Bank of England seeks new powers over mortgages
- 20th November 2014
- Buying Property News
What do proposals to expand the powers of the Bank to regulate mortgage lending mean for London buyers?
Reforms have been proposed to expand the powers of the Bank of England over mortgage lending. A consultation has been launched by the UK government, which closes on November 28th 2014.
The Bank has asked for new authority to control mortgage provision, including the ability to set a debt-to-income ratio for mortgages and control loan-to-value ratios. These new powers, alongside the reforms to mortgage lending already implemented this year, could mean that providers are more restricted in terms of who they can lend to.
Reform has been underway since April of this year. The Mortgage Market Review introduced new requirements for lenders in an attempt to clampdown on irresponsible lending. More comprehensive financial assessments and stress tests for candidates now need to be carried out. New rules have also capped the number of loans above 4.5 times income which can be offered.

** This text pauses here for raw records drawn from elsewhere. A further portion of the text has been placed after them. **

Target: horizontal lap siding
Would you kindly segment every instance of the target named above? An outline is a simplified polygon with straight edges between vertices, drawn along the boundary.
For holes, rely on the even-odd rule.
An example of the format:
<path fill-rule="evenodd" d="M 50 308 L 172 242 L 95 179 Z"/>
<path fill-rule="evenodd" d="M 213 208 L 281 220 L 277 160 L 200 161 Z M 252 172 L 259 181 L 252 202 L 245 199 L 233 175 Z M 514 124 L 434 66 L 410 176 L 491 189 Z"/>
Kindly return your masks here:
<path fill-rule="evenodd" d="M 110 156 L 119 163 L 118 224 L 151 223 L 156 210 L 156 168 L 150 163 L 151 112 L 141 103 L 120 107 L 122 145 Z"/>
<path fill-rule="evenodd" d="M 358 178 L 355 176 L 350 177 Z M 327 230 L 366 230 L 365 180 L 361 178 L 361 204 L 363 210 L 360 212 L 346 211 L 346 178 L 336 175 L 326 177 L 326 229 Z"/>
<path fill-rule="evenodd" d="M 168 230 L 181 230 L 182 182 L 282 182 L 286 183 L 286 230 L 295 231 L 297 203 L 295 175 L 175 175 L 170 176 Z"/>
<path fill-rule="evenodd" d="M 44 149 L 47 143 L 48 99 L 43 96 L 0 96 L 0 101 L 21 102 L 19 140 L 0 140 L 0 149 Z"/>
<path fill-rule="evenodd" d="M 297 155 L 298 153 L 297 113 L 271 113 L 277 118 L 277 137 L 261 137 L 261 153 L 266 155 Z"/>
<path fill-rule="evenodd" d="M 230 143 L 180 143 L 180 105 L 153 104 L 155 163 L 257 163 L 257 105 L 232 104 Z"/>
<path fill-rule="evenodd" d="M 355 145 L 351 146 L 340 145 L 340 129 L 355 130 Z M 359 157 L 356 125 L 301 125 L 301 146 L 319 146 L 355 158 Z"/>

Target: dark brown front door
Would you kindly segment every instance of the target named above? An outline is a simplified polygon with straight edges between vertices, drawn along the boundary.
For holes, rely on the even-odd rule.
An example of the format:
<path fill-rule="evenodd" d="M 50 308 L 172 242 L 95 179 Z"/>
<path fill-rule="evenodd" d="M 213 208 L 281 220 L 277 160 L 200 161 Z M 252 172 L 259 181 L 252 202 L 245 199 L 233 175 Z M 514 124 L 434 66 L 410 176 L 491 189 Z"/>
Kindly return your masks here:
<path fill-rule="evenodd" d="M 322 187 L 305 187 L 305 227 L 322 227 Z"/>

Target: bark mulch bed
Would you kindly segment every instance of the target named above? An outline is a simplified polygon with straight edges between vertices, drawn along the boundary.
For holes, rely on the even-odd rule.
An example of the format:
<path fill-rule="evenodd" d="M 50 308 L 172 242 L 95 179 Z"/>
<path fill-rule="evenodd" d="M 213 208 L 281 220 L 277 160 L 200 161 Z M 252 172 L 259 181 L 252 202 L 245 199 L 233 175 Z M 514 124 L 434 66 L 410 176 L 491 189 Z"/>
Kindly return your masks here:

Concern has been raised that these changes could lead to a decline in lending and have a dampening effect upon the UK housing market.
Stephen Ludlow, Chairman of ludlowthompson, comments: “The impact of regulation introduced so far has not been the disaster that many feared - the outlook for the UK housing market remains positive and mortgage lending levels have remained high. However, the new rules have had an impact.
“The request for these new powers, along with introduction of the Mortgage Market Review earlier this year, suggest that UK regulators are becoming more involved in the day-to-day running of the UK mortgage market."
The outlook for the UK housing market remains positive and mortgage lending levels have remained high.